I've got the exact same cage as JessyGene, except that I've got a tall birdcage added on top, for extra room. (Incidentally, my rats fit right through the bars on that big cage. Good thing their bedroom is rat proof!) Rats really love climbing, so if you've already got lots of floor space, adding climable things should be fine. Plenty of hammocks, ropes, ladders, plant pots, those mini stacking shelves, dish drying racks, etc, should suffice. As long as there's plenty of things to do, and lots of places to go, they'll be happy.

And those rats are seriously the most adorable things I've ever seen. They have such beautiful markings, too. They look like they're about three weeks old! Make sure they really are both male before housing them together!!!


----------



## Iheartroxyrat (Feb 22, 2012)

aw!! the one with the tan hood looks just like my old rat Roe!! he was the sweetest rat ever  i know what you mean about them grabbing your heart in a strange way, im cuddling with my rat roxy right now and shes goes every where with me! i just cant imagine life with out her now  oh and i have a glass aquarium right now thats pretty big and since i dont have ways to hang stuff, i used a card board box and made hidy holes and hammocks that hang under it, plus a couple of ramps, chew toys, and egg crate on the very top for them to climb to. On the middle part on the flat top of the box, i have their "gym" with the wheel and some wooden toys and a slide that they actually will slide down ha its so funny watching them haulin butt thru the levels and falling thru one of the holes and jumping right back up to do it again! lil stinkers ;-) post a ton of pics too!


----------



## PipRat (Jan 24, 2012)

Wow! Adorable rats! And they are so small. Mine were five weeks yesterday and they look a lot bigger than these little guys.


----------



## chifte (Feb 28, 2012)

Thanks for the ideas! I slept on my decision, ended up getting an r680. I decided the playpen would be unnecessary as I can just split the room I dedicated to my ferret when I want them to have out of cage time. Ferret is out most of the day anyway, not allowed near the rats of course! I am almost positive they're males, their parts look the same and according to a diagram I saw males have more distance between their parts. But they're quite small, I don't see any nipple but they wiggle and when put on their backs and are fuzzy so that makes it even harder. So I've come to the conclusion that they're at least the same sex.

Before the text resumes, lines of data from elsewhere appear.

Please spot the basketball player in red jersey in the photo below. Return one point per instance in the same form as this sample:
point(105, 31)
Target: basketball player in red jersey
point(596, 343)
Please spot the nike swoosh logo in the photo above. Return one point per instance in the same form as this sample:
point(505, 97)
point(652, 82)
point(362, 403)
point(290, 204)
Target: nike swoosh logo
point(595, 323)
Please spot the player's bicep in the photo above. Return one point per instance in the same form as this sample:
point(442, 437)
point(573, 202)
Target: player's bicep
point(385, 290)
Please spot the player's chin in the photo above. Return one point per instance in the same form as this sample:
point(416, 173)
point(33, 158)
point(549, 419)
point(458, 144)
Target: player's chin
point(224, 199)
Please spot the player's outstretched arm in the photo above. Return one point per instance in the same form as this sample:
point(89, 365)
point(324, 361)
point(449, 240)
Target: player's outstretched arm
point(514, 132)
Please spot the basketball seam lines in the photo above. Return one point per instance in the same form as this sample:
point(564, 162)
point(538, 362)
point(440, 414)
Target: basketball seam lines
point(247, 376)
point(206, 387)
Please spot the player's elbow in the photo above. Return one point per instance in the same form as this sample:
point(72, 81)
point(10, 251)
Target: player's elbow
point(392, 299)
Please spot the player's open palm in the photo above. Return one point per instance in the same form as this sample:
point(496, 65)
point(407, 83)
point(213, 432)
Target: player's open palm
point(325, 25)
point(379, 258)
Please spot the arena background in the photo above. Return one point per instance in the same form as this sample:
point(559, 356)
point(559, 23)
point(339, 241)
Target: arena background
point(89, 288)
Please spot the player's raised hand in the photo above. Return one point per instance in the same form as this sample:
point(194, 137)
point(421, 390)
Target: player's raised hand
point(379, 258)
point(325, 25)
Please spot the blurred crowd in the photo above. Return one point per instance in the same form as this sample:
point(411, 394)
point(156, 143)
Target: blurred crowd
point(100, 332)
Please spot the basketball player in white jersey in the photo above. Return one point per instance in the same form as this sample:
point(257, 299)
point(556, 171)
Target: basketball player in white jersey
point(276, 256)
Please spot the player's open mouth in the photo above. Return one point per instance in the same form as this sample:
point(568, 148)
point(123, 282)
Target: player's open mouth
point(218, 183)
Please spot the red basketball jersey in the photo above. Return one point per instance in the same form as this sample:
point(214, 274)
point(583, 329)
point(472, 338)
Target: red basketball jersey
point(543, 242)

I bought them from a mom and pop pet store, they seem to take their rats seriously, said they held them every day and it shows.. They have no fear and love to snuggle.


----------



## Megamonkey (Feb 28, 2012)

If you've got any problems sexing them post a picture of them when your holding them upright. I'm alright at sexing young babies. A couple of ideas for the babies to get to the levels i suggest you use ramps at about a 45 degree angle. Also if you soak small tree branch in water and cage cleaner for 24 hrs and put that in the cage the rats will love it.


----------



## chifte (Feb 28, 2012)

Sigh, hate to bring sadness. I've only had them a couple days, I came home and the slightly smaller solid colored baby passed away. I wonder why it happened, he was as active as his brother these past couple days and even this morning. I picked him up and examined, he had diarrhea between when I left for work and now.

His brother is doing perfectly fine, running around the cage, eating, drinking.

**** shame, I'll be making a trip to get another from the same litter this evening.. I don't want the other to be alone long.


----------



## Nekopan (Mar 18, 2010)

No offense meant, but those rats look far too young to be away from their mother. Rats should stay with their littermates until at least 5 weeks old.


----------



## A.ngelF.eathers (Jul 6, 2011)

I agree with Nekopan. How old were those babies when you got them? 5 weeks is the cut off mark. 
Also, rats do need ample climbing room. It helps with stimulation, keeping them in shape and improves their motor skills. Rats are ment to climb and will do so on just about anything they can.


----------



## chifte (Feb 28, 2012)

Indeed, they were too young, which I didn't know at the time. I took the other one back and they just put it back with the rest of the young ones, as judging by pictures it looked like 2.5-3 weeks rather 5. I have since got two 8-10 week male dumbo, they are doing quite well though much more skittish vs the babies I had who snuggled up against anything warm. 

I had a heck of a time finding appropriately aged male rats, 8 Petco/Petsmarts, and 6 independent pet stores. 13 of them either had none, or only white females.. had to drive 2 hours to get a hold of male fancy rats! I just laughed because all these years all those stores I've gone into I've seen plenty of male fancy rats, now it seemed like there was a shortage.

Does anyone else find some breeders adoption applications to be entirely too personal and invasive? I have two within 2 hours of me, the rest are 3+. They asked about finances, they wanted family and friend contact info, they wanted a home visit, my vet would have to solid knowledge of rodents, I understand it's for the animals well fare but I think it would be more reasonable to have a picture of the cage and questions pertaining to the proper care of the animal are more important.


----------